Não existem testes tipo PISA para alunos ao nível do ensino universitário, pelo que vamos utilizar uma base de dados pouco explorada em que se avaliam os alunos universitários de diferentes países à entrada nas pós-graduações nas universidades americanas. Os testes têm a vantagem de ser estandardizados e são iguais para todos os países, o que lhes conferem um certo nível de comparabilidade. O problema é que não constituem uma amostra aleatória.

A média dos resultados obtidos nas áreas verbal, quantitativa e analítica, para o período de 2014 a 2021, encontram-se na Figura 11.

Figura 11

Estes testes medem as aptidões ao nível do nosso mestrado, que é geralmente o grau que os alunos portugueses atingem, antes de se candidatarem a um curso de mestrado ou doutoramento no estrangeiro. É natural que o grupo de alunos que se candidata a um doutoramento numa universidade americana esteja entre os melhores, mas esta qualificação aplica-se a qualquer país.

Os alunos de países que tiveram melhores resultados forma a Nova Zelândia, Austrália e Reino Unido, seguidos da China e Suíça. Portugal está na 19ª posição, ligeiramente abaixo da média. Um dos problemas que este teste tem é que para os alunos em que o inglês não é a primeira língua, as qualificações obtidas no teste verbal e analítico são em geral inferiores. Este problema é sobretudo notório para os alunos asiáticos. Note-se que os resultados em matemática para os chineses, coreanos, japoneses e turcos estão bastante acima dos obtidos naqueles testes. Para os portugueses e europeus em geral, o desequilíbrio não é tão grave.

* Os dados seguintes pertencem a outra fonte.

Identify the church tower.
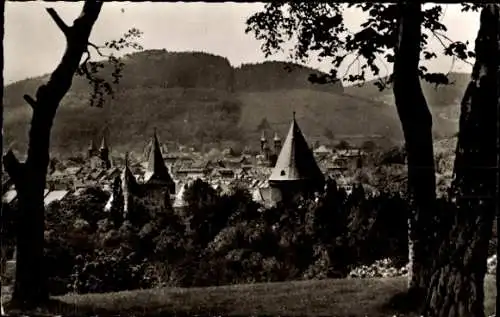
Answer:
[87,139,98,159]
[273,132,281,155]
[99,135,111,169]
[144,129,175,195]
[269,112,325,198]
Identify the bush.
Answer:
[30,181,418,294]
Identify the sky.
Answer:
[3,1,479,84]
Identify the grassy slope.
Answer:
[16,276,496,316]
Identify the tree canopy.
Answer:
[246,2,481,90]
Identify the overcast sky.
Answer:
[4,1,479,83]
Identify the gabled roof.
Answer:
[269,113,324,182]
[144,129,173,185]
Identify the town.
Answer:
[2,115,365,208]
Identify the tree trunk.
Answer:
[424,5,500,317]
[393,2,436,295]
[4,1,102,308]
[0,1,7,315]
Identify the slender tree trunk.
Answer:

Estes resultados confirmam que o ensino universitário português, antes da pós-graduação, está numa posição próxima do obtido nas secções anteriores.

6 Conclusões

Segundo os rankings da Time não temos nenhuma universidade no top 350 a nível mundial, mas com nove universidades no top 1000. Os rankings de Shangai são mais favoráveis, ao colocar as universidades do Porto e Lisboa no top 300, mas apenas seis no top 1000. Comparando em termos agregados por países, e usando os rankings de Shangai, Portugal está no 20º lugar a nível mundial, posição que é confirmada com os resultados dos testes GRE. Esta posição é melhor do que a que Portugal ocupa em termos dos rankings de competitividade (32º a 36ª posição) ou mesmo de PIB per capita (segundo dados do Banco Mundial para 2020 e utilizando o PIB per capita em USD e em PPC, Portugal estava na 39ª posição). Porém, muitos dos países de dimensão média e de rendimento per capita semelhante ao nosso têm pelo menos uma universidade mais bem qualificada que Portugal. Assim, como base de uma política educacional para as próximas duas décadas deveríamos ter pelo menos uma universidade no top 100 a nível mundial.

Apesar desta situação mais rósea dos rankings de Shangai, era importante investigar porque é que o ranking da Times dá uma deterioração significativa dos rankings de quase todas as universidades, e em particular, da Nova. Excluindo a Católica, Porto, Lisboa e Nova, as restantes universidades têm em geral departamentos de baixa qualidade.

Em termos departamentais, assinalamos o baixo nível geral das ciências puras como Matemática, Física e Química, que são a base do conhecimento científico. Também áreas em que o país deve melhorar são a educação e ciências computacionais, por falta de pelo menos um departamento com elevadas classificações em todos os rankings.

Em termos dos vetores de qualificação é de notar uma grande necessidade de melhorar os níveis e métodos do ensino e da investigação, em todas as universidades, bem como as receitas próprias que estão ligadas ao impacto da universidade na economia.

Faltam certas áreas cruciais para o desenvolvimento do país, como uma boa escola de políticas públicas, como Harvard/MIT, Princeton e Columbia têm assim como uma escola de Altos Estudos de Administração Pública.

Um indicador que falta nos rankings anteriores e que é largamente utilizado, por exemplo, no ranking dos cursos de MBAs são as remunerações pós conclusão de estudos obtidos pelos alumni, para os diferentes departamentos das universidades.